Together, our results propose a possible regulation network involved in high temperature-induced bolting.
Introduction
Plants undergo different developmental stages in their life cycle [1]. Among them, the transition from vegetative to reproductive growth is a crucial step. In this process, the shoot apical meristem (SAM) plays a vital role. During vegetative stage, the SAM produces leaves from the peripheral zone. Upon translation, the SAM elongates and converts into the inflorescence meristem (IM), generating flowers [2].
This floral transition is tightly controlled by developmental, hormonal and environmental signals. Among them, the photoperiod and temperature are the most important environmental cues [3]. In Arabidopsis, previous studies have shown that six major genetic pathways, including photoperiod, ambient temperature, age, gibberellin (GA), autonomous, and vernalization pathways, control this transition [4]. The flowering locus T (FT) and suppressor of overexpression of constans 1 (SOC1/AGL20) are among the most important floral pathway integrators that control the transition to flowering [5]. FT acts as a long-distance signal molecular, moving from the leaves to the apical meristem through the phloem and promoting flowering at the SAM [6, 7]. Previous studies have shown that many transcription factors are involved in the transcription regulation of FT. The photoperiod-associated factors constans (CO) and phytochrome-interacting factor 4 (PIF4) activate FT expression in response to long-day (LD) conditions and increasing temperature [8, 9], while vernalization-dependent gene flowering locus C (FLC) and APETALA 2 (AP2) -like genes repress FT expression [10, 11]. The transcription level of another floral integrator gene SOC1 is mainly regulated by CO and FLC [12]. CO promotes SOC1 expression mainly through FT, while FLC represses SOC1 transcript by binding to its promoter. Subsequently, FT activates the downstream floral meristem identity genes AP1 and its paralog CAULIFLOWER (CAL) [13], and SOC1 activates LEAFY (LFY), leading to floral initiation [14].
Although the genetic network of flower transition is well-studied in Arabidopsis, this knowledge in most crops is still lacking. Lettuce (Lactuca sativa), belonging to Compositeae family, is an important leafy vegetable worldwide [15]. Cool temperature is suitable for its cultivation, and high temperature induces its bolting (rapid stem elongation), which is irreversible and seriously affects the quality of harvestable crops and flavor [16]. So, studying the mechanism of heat-induced bolting is important for lettuce breeding. Previous studies showed that knockdown the homolog of the Arabidopsis SOC1 or FT in lettuce led to a bolting delay with reduced LFY and AP1 expression and insensitivity to high temperature [17, 18], indicating that FT, SOC1, and their downstream genes AP1 and LFY likely play important roles in lettuce floral transition. In addition, GA and related genes were reported to be associated with bolting in response to high temperatures [19,20,21]. These studies suggested that the function of these central genes in floral translation seems to be conserved between lettuce and Arabidopsis, but FT and SOC1 integrate which floral pathways to regulate high temperature-induced bolting in lettuce remain largely unknown.

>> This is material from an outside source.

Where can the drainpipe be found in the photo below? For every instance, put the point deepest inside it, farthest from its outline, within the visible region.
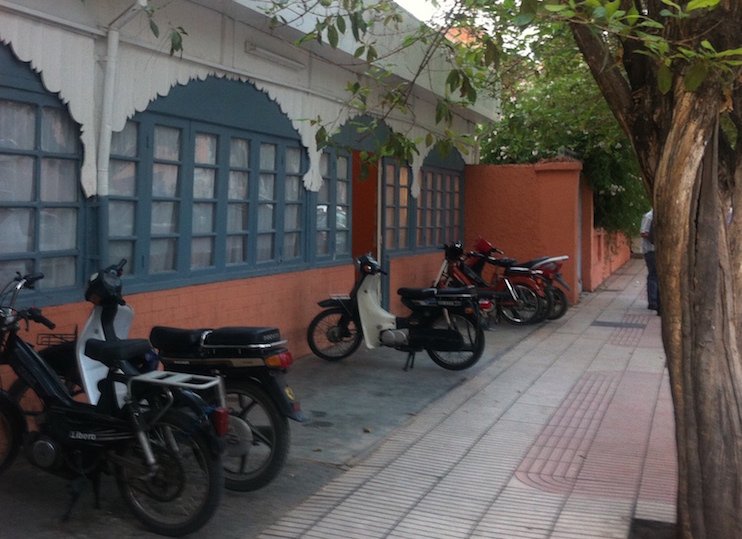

To further investigate the relevant signaling pathway involved flowering transition in lettuce, RNA-Seq, miRNAs and DNA methylome were performed in lettuce tips during high temperature treatment. RNA-Seq data showed that three floral pathways, including photoperiod, age and gibberellin (GA), are potential involved in high temperature-induced bolting. Moreover, epigenome analysis indicated that miRNAs and DNA methylation may be also involved in bolting by regulating floral pathways indirectly. Together, our study provided new molecular insights into the mechanism of high temperature-induced bolting in lettuce.
Results
The effect of high temperature on lettuce bolting
To study high temperature-induced floral transition in lettuce, the seedlings with seven leaves were transferred to the plant incubators with 14 h light at 33 °C and 10 h darkness at 25 °C, while the control was cultured at 20 °C on the day and 13 °C at night. We observed that the high temperature treatment could induce a longer stem compared to the control group at the 8th day (C8) (Fig. 1a, b). After 24 day treatment, the lettuce stem has elongated to approximately 7 cm (Fig. 1a). To further analyze the morphological changes of lettuce stem tips, histological sections were performed to observe the morphological features at different time points. As shown in Fig. 1, compared to control at 24th day (C24), the SAM of the lettuce treated by high temperature at 24th day (HT24) is becoming from flat to domed, marking the transition from vegetative to reproductive growth with elongated SAM (Fig. 1c). So, the lettuce at C0, C2, C8, C24, HT2, HT8 and HT24 were selected for further study.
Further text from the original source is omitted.